Extreme Threat
IP 45.32.210.176 is a critical-risk address that has generated 13,308 abuse reports, with automated honeypot sensors flagging it 20 times for hacking activity during September 2025. Operating from the Vultr network (AS20473) in the United States, this IP carries a threat score of 10 out of 10, reflecting sustained hostile intent observed across the reporting ecosystem.
The volume of total reports significantly exceeds the recent activity window, suggesting a history of malicious behavior spanning multiple detection categories over time. The 20 most recent honeypot confirmations all classify the activity as general hacking attempts, encompassing intrusion probes, vulnerability scanning, and unauthorized access vectors. Despite the high threat designation, the 59 percent confidence score indicates that while the pattern of abuse is well-documented, some attribution elements remain ambiguous. The zero activity frequency rating within the recent period suggests the most intensive automated scanning may have temporarily subsided, though this does not diminish the underlying risk posed to exposed services.
Hacking activity detected from this address represents a concrete threat to any accessible network service. These attempts typically involve systematic probing for known software vulnerabilities, misconfigured authentication mechanisms, or exposed administrative interfaces. The real-world risk manifests as potential account compromise, data exfiltration, or foothold establishment for further network penetration. Organizations with SSH, RDP, web applications, or API endpoints directly accessible to this IP face immediate exposure.

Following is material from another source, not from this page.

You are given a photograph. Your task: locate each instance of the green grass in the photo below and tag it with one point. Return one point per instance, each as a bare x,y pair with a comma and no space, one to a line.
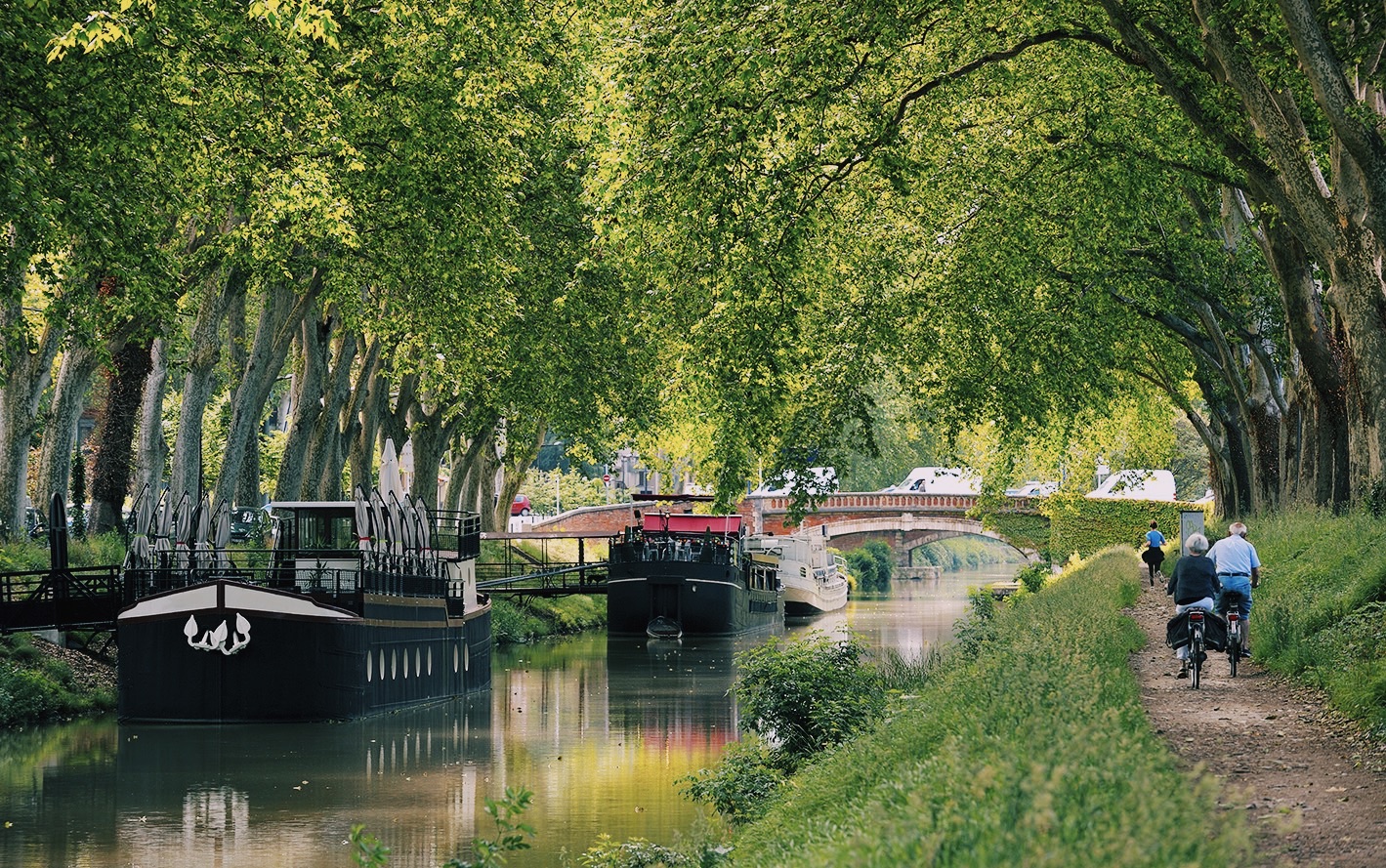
535,619
1031,750
36,689
1320,613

Site operators should implement immediate defensive measures: block or restrict inbound access from this IP at the network perimeter using firewall rules, apply strict rate-limiting to authentication endpoints to disrupt brute-force patterns, and enforce strong credential policies combined with multi-factor authentication. Regular monitoring of access logs for matching source addresses remains essential, and deploying defensive tools such as fail2ban can automate dynamic blocking of repeated intrusion attempts. Ensuring all exposed services run current security patches and follow least-privilege access principles provides the strongest long-term protection against this category of threat.